Les beaux-parents sur la corde raide

Au-delà de la recomposition familiale, qu’en est-il de la perception des beaux-parents ? Lorsqu’on leur demande de nommer deux caractéristiques qui leur viennent à l’esprit à propos des mots « belle-mère » et « beau-père », environ le tiers des personnes participantes mentionnent au moins un terme négatif (ex. : abus, conflits[1]). Seulement une personne sur cinq donne au moins un qualificatif positif (ex. : complicité, gentillesse[2]). Finalement, les beaux-parents reçoivent plus souvent deux qualificatifs négatifs que positifs. 

Et ce n’est pas tout : les stéréotypes au sujet des beaux-pères sont relativement fréquents. La preuve ? Cet exercice dans lequel les chercheurs montrent aux personnes participantes deux vignettes : l’une dans laquelle un père ou un beau-père a un comportement qui pourrait suggérer un abus sexuel et l’autre, un acte de violence corporelle. Dans le cas de la vignette suggérant un abus sexuel, davantage de participants trouvent le comportement du beau-père un peu suspect ou très suspect comparativement à celui du père (63 % contre 43 %). 

Familles recomposées et beaux-parents : tolérés, mais pas encore acceptés

Cette étude est la première à explorer l’opinion de la population à l’égard d’un si grand nombre de dimensions touchant les recompositions familiales.

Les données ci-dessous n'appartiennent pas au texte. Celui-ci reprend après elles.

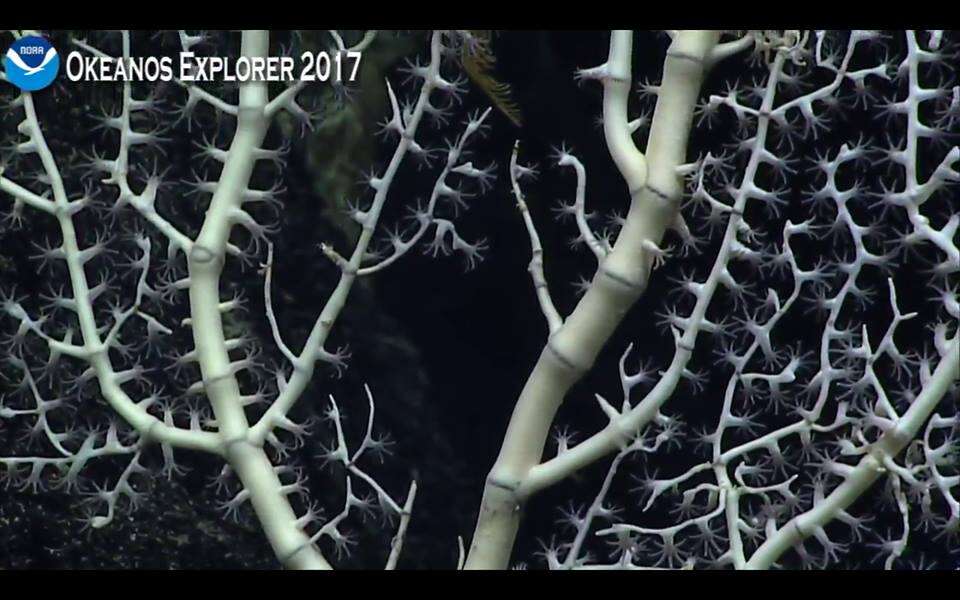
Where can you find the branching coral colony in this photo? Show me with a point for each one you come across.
(820, 268)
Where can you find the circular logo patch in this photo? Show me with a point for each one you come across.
(31, 63)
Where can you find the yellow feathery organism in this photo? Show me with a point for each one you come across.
(478, 61)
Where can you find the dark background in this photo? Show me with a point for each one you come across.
(446, 352)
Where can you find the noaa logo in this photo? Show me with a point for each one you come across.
(31, 63)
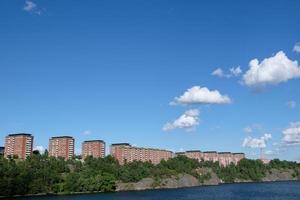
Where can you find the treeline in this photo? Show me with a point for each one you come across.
(43, 174)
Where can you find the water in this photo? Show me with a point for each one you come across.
(253, 191)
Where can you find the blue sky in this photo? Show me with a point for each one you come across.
(143, 72)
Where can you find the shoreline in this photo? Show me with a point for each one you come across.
(148, 189)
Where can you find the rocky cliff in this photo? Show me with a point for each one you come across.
(187, 180)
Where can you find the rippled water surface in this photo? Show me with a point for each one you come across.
(253, 191)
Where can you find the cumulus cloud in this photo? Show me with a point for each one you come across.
(188, 121)
(218, 72)
(256, 142)
(201, 95)
(41, 149)
(31, 7)
(232, 72)
(269, 152)
(291, 104)
(236, 71)
(291, 135)
(297, 48)
(271, 71)
(86, 132)
(248, 129)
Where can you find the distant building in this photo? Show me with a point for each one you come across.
(265, 161)
(224, 158)
(195, 154)
(94, 148)
(62, 146)
(210, 156)
(19, 144)
(2, 151)
(124, 152)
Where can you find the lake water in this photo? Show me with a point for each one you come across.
(253, 191)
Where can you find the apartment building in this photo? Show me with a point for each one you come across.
(224, 158)
(19, 144)
(61, 146)
(94, 148)
(124, 152)
(2, 151)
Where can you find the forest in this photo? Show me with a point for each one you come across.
(41, 174)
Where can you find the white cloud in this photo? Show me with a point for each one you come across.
(41, 149)
(297, 48)
(291, 104)
(256, 142)
(188, 121)
(268, 152)
(218, 72)
(31, 7)
(248, 129)
(291, 135)
(271, 71)
(86, 132)
(232, 72)
(198, 95)
(236, 71)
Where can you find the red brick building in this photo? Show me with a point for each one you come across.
(224, 158)
(94, 148)
(19, 145)
(62, 146)
(124, 152)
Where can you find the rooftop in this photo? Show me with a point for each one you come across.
(57, 137)
(120, 144)
(20, 134)
(94, 141)
(193, 151)
(209, 152)
(224, 152)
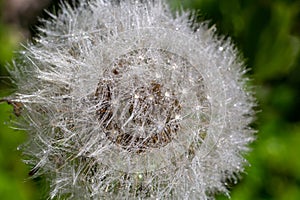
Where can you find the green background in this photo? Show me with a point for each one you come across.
(267, 32)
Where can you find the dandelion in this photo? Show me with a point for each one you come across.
(125, 101)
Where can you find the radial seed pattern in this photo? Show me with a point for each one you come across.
(125, 101)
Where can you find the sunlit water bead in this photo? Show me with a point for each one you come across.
(155, 117)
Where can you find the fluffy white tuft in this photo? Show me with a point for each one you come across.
(125, 101)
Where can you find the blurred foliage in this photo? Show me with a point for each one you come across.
(268, 34)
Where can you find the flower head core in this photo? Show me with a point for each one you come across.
(125, 101)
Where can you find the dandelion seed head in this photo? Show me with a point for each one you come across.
(126, 101)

Alors que les beaux-parents n’ont aucune autorité légale selon le Code civil du Québec, plusieurs personnes semblent ouvertes à élargir leurs droits et responsabilités, notamment en leur permettant de créer un lien de filiation entre eux et l’enfant. Par ailleurs, une majorité des personnes interrogées perçoivent d’un bon œil le futur des enfants grandissant au sein de familles recomposées.

Même si ces dernières sont de plus en plus nombreuses, elles renvoient une image plus négative que les familles « intactes ». De plus, des stéréotypes négatifs collent à la peau des beaux-pères, et ce, même chez les personnes ayant une opinion favorable à l’égard des familles recomposées. Pour mieux accompagner les personnes vivant en famille recomposée et les intervenants qui les accompagnent, la Fédération des associations de familles monoparentales et recomposées du Québec (FAFMRQ) a collaboré à la mise en place d’un site Web sur les familles recomposées. L’objectif ? Leur offrir des informations et des pistes d’action pour mieux vivre les défis qui les attendent à la suite d’une recomposition familiale.